Graylog2 version 0.10.0-rc3

Time between hangups is (estimating here), maybe 10 hours? It seems like it could be related to the graylog2 "stack" breaking. For instance, my elastic search cluster dies a painful death, graylog2 freaks out at the sight of the ES corpse, then when I bring everything back up I don't receive any new log events.

I'm sure what you mean by 'Client platform and target platform' but I'll take a stab at it :-) The applications are running on the aforementioned JRE on Ubuntu 12.04 LTS servers. We generate a high volume of logging events in the application (on the order of 10-50 / second).
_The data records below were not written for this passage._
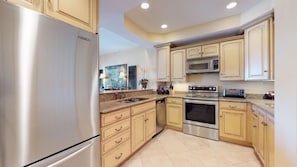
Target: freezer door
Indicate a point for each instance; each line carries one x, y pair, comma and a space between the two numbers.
48, 86
83, 155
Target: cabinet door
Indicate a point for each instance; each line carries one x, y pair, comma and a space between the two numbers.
256, 52
36, 5
177, 59
174, 115
255, 131
137, 131
261, 138
210, 50
163, 64
80, 13
150, 124
233, 124
194, 52
232, 60
270, 141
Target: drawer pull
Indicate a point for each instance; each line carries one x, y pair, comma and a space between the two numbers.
232, 106
118, 129
118, 157
263, 123
119, 141
118, 117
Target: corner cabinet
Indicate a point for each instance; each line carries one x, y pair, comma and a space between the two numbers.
79, 13
203, 51
36, 5
177, 58
232, 60
259, 54
174, 109
143, 124
163, 64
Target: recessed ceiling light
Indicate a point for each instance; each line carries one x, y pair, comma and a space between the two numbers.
231, 5
164, 26
145, 5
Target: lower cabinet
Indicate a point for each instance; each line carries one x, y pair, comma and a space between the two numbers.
263, 136
233, 121
174, 108
115, 137
143, 124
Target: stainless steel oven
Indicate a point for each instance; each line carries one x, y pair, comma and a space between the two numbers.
201, 112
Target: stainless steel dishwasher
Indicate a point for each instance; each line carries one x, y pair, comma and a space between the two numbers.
160, 115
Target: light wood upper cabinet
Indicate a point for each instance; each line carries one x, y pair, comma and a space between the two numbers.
36, 5
259, 51
203, 51
163, 64
80, 13
232, 60
178, 65
233, 120
174, 108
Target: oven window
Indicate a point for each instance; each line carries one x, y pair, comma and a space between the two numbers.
204, 113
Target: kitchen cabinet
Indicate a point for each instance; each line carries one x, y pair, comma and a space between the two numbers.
143, 124
203, 51
263, 136
163, 64
178, 72
259, 54
233, 121
79, 13
115, 137
36, 5
232, 60
174, 108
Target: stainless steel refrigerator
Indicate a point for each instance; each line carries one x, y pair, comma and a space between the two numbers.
49, 106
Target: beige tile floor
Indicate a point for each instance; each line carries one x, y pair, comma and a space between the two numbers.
175, 149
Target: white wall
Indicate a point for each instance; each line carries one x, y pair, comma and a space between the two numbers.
262, 8
286, 83
251, 87
144, 58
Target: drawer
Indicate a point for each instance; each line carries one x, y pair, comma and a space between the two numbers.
114, 129
143, 107
233, 106
174, 100
117, 156
112, 117
115, 141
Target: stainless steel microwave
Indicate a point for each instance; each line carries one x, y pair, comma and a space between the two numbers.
203, 65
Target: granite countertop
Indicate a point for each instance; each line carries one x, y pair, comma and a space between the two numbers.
113, 105
105, 107
267, 105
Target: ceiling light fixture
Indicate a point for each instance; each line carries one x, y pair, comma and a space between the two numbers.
164, 26
145, 5
231, 5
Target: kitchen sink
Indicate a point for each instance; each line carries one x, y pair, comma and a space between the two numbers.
131, 100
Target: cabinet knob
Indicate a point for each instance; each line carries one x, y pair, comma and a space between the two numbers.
118, 128
118, 157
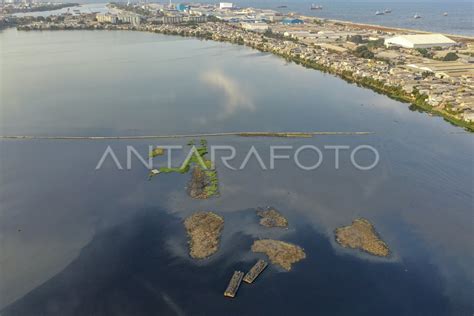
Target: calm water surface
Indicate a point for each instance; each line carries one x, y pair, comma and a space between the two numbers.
80, 241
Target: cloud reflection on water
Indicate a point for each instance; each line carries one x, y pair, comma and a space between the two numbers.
236, 97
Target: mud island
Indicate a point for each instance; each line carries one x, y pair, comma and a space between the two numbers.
270, 217
204, 182
362, 235
204, 231
279, 252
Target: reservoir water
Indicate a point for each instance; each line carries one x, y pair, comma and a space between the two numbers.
81, 241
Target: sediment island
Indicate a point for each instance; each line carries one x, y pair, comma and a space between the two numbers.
361, 235
280, 253
270, 217
204, 231
436, 80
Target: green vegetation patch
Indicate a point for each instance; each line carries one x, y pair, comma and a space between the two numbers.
204, 182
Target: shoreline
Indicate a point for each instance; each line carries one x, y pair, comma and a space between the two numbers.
418, 102
458, 37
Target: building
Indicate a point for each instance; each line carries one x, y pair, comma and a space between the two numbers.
255, 27
172, 19
292, 21
225, 5
133, 19
182, 7
420, 41
106, 18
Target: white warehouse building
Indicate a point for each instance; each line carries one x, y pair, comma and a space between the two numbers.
420, 41
225, 5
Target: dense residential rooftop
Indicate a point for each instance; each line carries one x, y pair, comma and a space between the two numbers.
437, 76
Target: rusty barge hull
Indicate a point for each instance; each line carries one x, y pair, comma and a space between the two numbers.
234, 284
255, 271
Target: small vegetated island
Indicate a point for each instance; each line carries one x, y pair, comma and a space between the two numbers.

Could the Graylog2 server going silent possibly break the gelfj appender? I'm not too keen on the internals of log4j (do automatic restarts happen for broken appenders?).

Thanks for the speedy response!

ghost commented 11 years ago

It's worth noting that once everything has recovered, I can insert messages into graylog from the application hosts (using a quick ruby script for instance).

ghost commented 11 years ago

I'm actually not convinced this is a problem with the gelf updater. I've swapped to a different log4j -> gelf appender and I'm still seeing this same behavior. I have more digging to do... closing this issue.

laghoule commented 10 years ago

influenza, have you found the source of your problem? I have the same issue :/

t0xa commented 10 years ago

Hi, I can't immediately reproduce the issue. My assumption - something fishy with Udp / TCP handling. Is it possible for you to try AMQP transport? Anton On 19 Sep 2013 16:00, "Pascal Gauthier" notifications@github.com wrote:

influenza, have you found the source of your problem? I have the same issue :/

— Reply to this email directly or view it on GitHubhttps://github.com/t0xa/gelfj/issues/46#issuecomment-24736619 .

ghost commented 10 years ago

I no longer work on the project that was using Graylog2 - sorry!